Perth’s post-production sector has assisted with an investigative documentary that is provoking strong reactions from global audiences.
Filmed across three years, The Last Horns of Africa offers an intimate look at the current rhino poaching war raging across Africa through the journeys of two conservationists who risk their lives to protect the rhino in their care. The film also examines the top-secret, covert operation to bring down South Africa’s most notorious rhino poaching syndicates, and the illicit rhino horn deals they facilitate.
Garth De Bruno Austin’s directorial debut features never before seen footage of South Africa’s largest undercover wildlife investigation, including police raids and the arrest of a poaching kingpin.
The project has strong connections to Australia via producer Morgan Pelt and editor Jonathan Rowden, both of whom reside in Perth.
The city housed the entire post-production of the film, with Soundbyte Studios completing the sound mix, and the final mix being completed at Backlot Perth, where it had a limited theatrical run this month.
Backlot Perth operator Ian Hale is also giving the film a release at the Luna Leederville this weekend via his boutique distribution company Halo Films.

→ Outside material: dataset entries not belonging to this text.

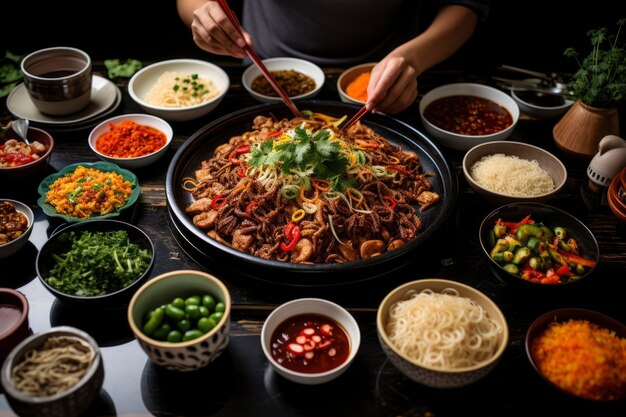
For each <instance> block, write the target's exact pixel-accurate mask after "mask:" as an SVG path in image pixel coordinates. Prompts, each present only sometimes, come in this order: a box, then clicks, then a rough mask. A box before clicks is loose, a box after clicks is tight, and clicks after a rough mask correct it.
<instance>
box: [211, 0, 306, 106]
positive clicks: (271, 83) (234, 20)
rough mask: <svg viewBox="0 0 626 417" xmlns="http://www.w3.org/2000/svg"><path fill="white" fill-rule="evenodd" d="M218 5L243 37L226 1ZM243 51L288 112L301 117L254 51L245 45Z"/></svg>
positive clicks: (237, 24)
mask: <svg viewBox="0 0 626 417" xmlns="http://www.w3.org/2000/svg"><path fill="white" fill-rule="evenodd" d="M218 3H219V4H220V6H221V7H222V9H224V12H226V16H228V19H229V20H230V22H231V23H232V24H233V26H235V29H237V30H238V31H239V33H240V34H241V36H243V30H242V28H241V25H240V24H239V20H238V19H237V16H236V15H235V13H233V11H232V9H231V8H230V7H229V6H228V3H227V2H226V0H218ZM244 49H245V50H246V53H247V54H248V56H249V57H250V59H252V61H253V62H254V63H255V64H256V66H257V67H259V69H260V70H261V72H263V75H264V76H265V78H266V79H267V81H268V82H269V83H270V85H271V86H272V88H273V89H274V91H276V92H277V93H278V95H279V96H280V98H282V99H283V101H284V102H285V104H286V105H287V107H289V110H291V112H292V113H293V115H294V116H296V117H302V113H300V110H298V108H297V107H296V105H295V104H294V102H293V101H292V100H291V99H290V98H289V96H288V95H287V93H285V91H284V90H283V89H282V87H281V86H280V85H278V83H277V82H276V80H275V79H274V77H272V74H271V73H270V71H269V70H268V69H267V67H266V66H265V64H263V61H262V60H261V58H259V56H258V55H257V54H256V52H254V50H253V49H252V48H250V46H249V45H246V46H245V47H244Z"/></svg>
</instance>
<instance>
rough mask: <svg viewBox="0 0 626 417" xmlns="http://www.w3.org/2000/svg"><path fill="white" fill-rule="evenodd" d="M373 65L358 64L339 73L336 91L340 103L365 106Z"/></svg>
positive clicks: (368, 64) (369, 63) (373, 65)
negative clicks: (368, 87) (336, 90)
mask: <svg viewBox="0 0 626 417" xmlns="http://www.w3.org/2000/svg"><path fill="white" fill-rule="evenodd" d="M374 65H376V63H375V62H369V63H366V64H360V65H356V66H354V67H352V68H348V69H347V70H345V71H344V72H342V73H341V75H340V76H339V78H338V79H337V91H338V92H339V98H341V101H343V102H344V103H351V104H361V105H363V104H365V102H366V101H367V85H368V84H369V81H370V76H371V74H372V69H373V68H374Z"/></svg>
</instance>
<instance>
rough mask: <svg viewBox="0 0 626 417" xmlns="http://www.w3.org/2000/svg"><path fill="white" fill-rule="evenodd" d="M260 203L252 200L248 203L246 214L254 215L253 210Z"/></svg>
mask: <svg viewBox="0 0 626 417" xmlns="http://www.w3.org/2000/svg"><path fill="white" fill-rule="evenodd" d="M257 204H259V202H258V201H251V202H249V203H248V205H247V206H246V214H247V215H248V216H252V210H253V209H254V207H255V206H256V205H257Z"/></svg>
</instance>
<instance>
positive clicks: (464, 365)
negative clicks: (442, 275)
mask: <svg viewBox="0 0 626 417" xmlns="http://www.w3.org/2000/svg"><path fill="white" fill-rule="evenodd" d="M424 290H428V291H431V292H432V293H433V294H435V295H438V294H443V293H447V294H452V295H454V299H455V300H456V301H461V300H463V301H466V299H469V301H467V302H464V303H454V304H448V303H444V302H443V300H438V299H434V300H429V301H432V302H429V301H427V300H424V301H423V302H422V301H420V299H417V302H416V303H414V304H413V305H411V306H410V307H408V306H407V305H405V307H406V308H404V311H406V312H410V311H412V310H413V309H415V311H414V313H415V314H414V315H409V316H408V317H420V316H421V317H424V316H427V315H432V317H435V315H436V314H439V315H441V314H442V312H443V310H442V309H447V310H448V311H449V312H452V311H457V312H470V311H471V312H472V313H474V312H477V311H479V309H478V308H477V307H476V306H480V307H482V312H483V313H482V316H481V317H482V319H480V320H478V317H479V316H475V315H473V314H472V316H473V317H476V321H475V323H474V322H472V321H470V322H469V323H466V324H463V323H457V324H455V326H463V327H457V329H459V330H461V329H463V330H465V335H466V336H465V337H463V338H462V340H456V341H454V344H455V345H454V347H453V348H452V349H451V351H455V352H458V351H461V350H462V349H467V348H469V350H467V353H468V354H469V353H474V352H475V351H474V352H472V348H476V347H477V346H478V347H480V348H481V349H482V348H487V347H488V349H485V350H489V351H490V354H489V355H485V357H482V358H479V357H478V356H476V357H475V358H473V359H474V360H473V361H471V362H472V363H471V364H469V363H467V362H463V361H460V360H459V358H458V357H454V356H452V355H451V354H450V352H446V350H445V346H443V345H439V346H437V345H433V346H431V348H432V350H433V351H435V352H439V353H440V354H441V356H442V357H443V358H444V359H442V361H441V362H442V363H451V364H452V363H453V364H455V366H454V367H444V366H443V365H439V364H438V363H437V362H435V361H434V362H432V363H426V361H425V360H422V359H425V358H421V359H418V358H417V357H416V356H414V355H412V354H409V353H408V352H407V351H405V350H403V349H400V348H399V347H398V343H396V342H395V340H396V339H395V336H393V335H392V331H391V329H390V322H391V321H392V314H391V312H392V311H393V310H394V309H395V308H396V303H398V302H401V301H408V300H409V299H410V297H411V296H412V295H417V294H418V293H421V292H422V291H424ZM437 303H438V304H437ZM470 303H474V306H473V308H469V305H470ZM409 305H410V304H409ZM401 311H402V309H398V310H396V316H398V314H400V316H398V317H401ZM420 313H421V314H420ZM453 314H454V313H453ZM432 317H431V319H430V320H429V324H427V325H425V326H423V325H422V324H420V323H417V322H414V321H411V320H408V321H407V322H406V323H405V324H406V326H405V327H406V328H405V329H404V331H403V332H402V333H406V331H407V329H411V331H412V332H413V333H414V337H416V338H419V337H421V336H422V335H424V336H426V335H427V333H426V332H421V329H426V330H428V335H429V337H433V336H435V334H434V332H435V330H436V329H435V326H434V325H433V324H434V323H435V322H434V321H432ZM463 317H466V316H465V315H463ZM467 317H470V316H469V315H468V316H467ZM487 318H489V321H492V322H493V323H495V325H493V324H489V323H488V321H487ZM488 324H489V326H488V327H483V326H487V325H488ZM437 327H441V328H440V329H439V330H440V332H439V333H440V335H442V339H443V338H445V337H449V336H450V335H449V334H447V335H446V333H449V332H448V331H447V330H449V329H451V328H453V326H452V325H451V324H447V325H446V326H437ZM478 327H481V328H482V329H486V328H490V329H492V330H493V332H491V331H490V332H489V333H487V334H488V335H489V336H487V337H484V338H483V339H482V341H480V337H475V338H470V337H469V336H468V335H469V334H470V333H472V334H476V332H473V330H472V329H476V328H478ZM376 328H377V333H378V340H379V342H380V345H381V347H382V348H383V351H384V352H385V354H386V355H387V357H388V358H389V360H390V361H391V363H392V364H393V365H394V366H395V367H396V368H397V369H398V370H399V371H400V372H401V373H402V374H404V375H405V376H406V377H408V378H410V379H412V380H413V381H415V382H418V383H420V384H422V385H426V386H429V387H433V388H458V387H462V386H466V385H469V384H472V383H474V382H476V381H478V380H479V379H481V378H483V377H485V376H486V375H487V374H489V373H490V372H491V371H492V370H493V369H494V368H495V367H496V365H497V364H498V362H499V360H500V358H501V357H502V355H503V354H504V351H505V350H506V347H507V344H508V340H509V329H508V325H507V322H506V319H505V317H504V315H503V314H502V311H500V309H499V308H498V306H497V305H496V304H495V303H494V302H493V301H492V300H491V299H490V298H489V297H487V296H486V295H485V294H483V293H482V292H480V291H478V290H477V289H475V288H473V287H470V286H468V285H465V284H462V283H460V282H456V281H452V280H446V279H436V278H433V279H420V280H417V281H411V282H407V283H405V284H402V285H400V286H399V287H396V288H395V289H393V290H391V292H389V293H388V294H387V296H386V297H385V298H384V299H383V301H382V302H381V303H380V305H379V307H378V314H377V317H376ZM402 333H400V332H398V334H399V335H400V336H401V335H402ZM483 336H486V334H485V333H483ZM433 343H434V341H433ZM477 343H478V345H477ZM470 346H471V347H470ZM448 349H449V350H450V348H448ZM413 352H415V353H417V352H419V349H416V350H414V351H413ZM474 355H476V353H474ZM457 365H458V366H457Z"/></svg>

It comes after the documentary had its Australian premiere at this month’s Revelation Film Festival.
Speaking to IF, De Bruno Austin said the final stages of the film had been “figured out along the way”.
“We didn’t know at the beginning because as we were filming, we didn’t know what we were going to do with it,” he said.
“When we started, we didn’t quite know if I would cut it, or whether we would find an editor.
“Luckily, we met some amazing people in Perth that put us in touch with Jonathan Rowden and [composer] Sean Tinnion, which was when we decided to do it all here.
“It was just the best decision we made because the team we had to finish this was awesome.”
The film had its virtual world premiere at the EarthxFilm festival in April, where it received an Impact Award.
Since then, one of the alleged rhino poaching kingpins the film focuses on has been shot dead, gunned down in a hail of heavy calibre bullets in Hazyview, South Africa.
Petrus Mabuza had previously been the subject of an investigation from South African police detective Lt.-Col. Leroy Bruwer, who was shot dead while on his way to work in March of last year.
De Bruno Austin said the death of the alleged kingpin made any sense of closure harder.
“It’s a bit unfortunate because if you have a country like South Africa, which has a lot of issues, the one thing you want to work is the democracy and the court systems to function properly so that the country can function,” he said.
“This type of street justice is not a good thing.”
Pelt said a lot of people outside of conservation didn’t realise how pressing the issue of rhino poaching was.
“They’re sort of shocked by the end [of the film]) that it’s still this relevant and this current,” she said.
“Even though the film took more than four years, it’s just as bad as it was when we started making it.”
The film’s message is set to reach a wider audience in the coming months, having been selected to screen at the Wildlife Conservation Film Festival in New York at the beginning of October.
International distribution company Off the Fence, which produced My Octopus Teacher, has also been lined up to negotiate a streaming release.
Pelt said a common thread to the response of audiences so far had been a feeling of hope.
“We’ve had some amazing questions after the film, especially from people who ask what they can do to help with rhino poaching being a South African issue,” she said.
“We say please help Care for Wild Rhino Sanctuary, which is one of the organisations we feature in the film that is run by Petronal Nieuwoudt and also we recommend people travel to South Africa and spend tourism dollars when the borders reopen.”
The Last Horns of Africa will screen at the Luna Leederville until August 1.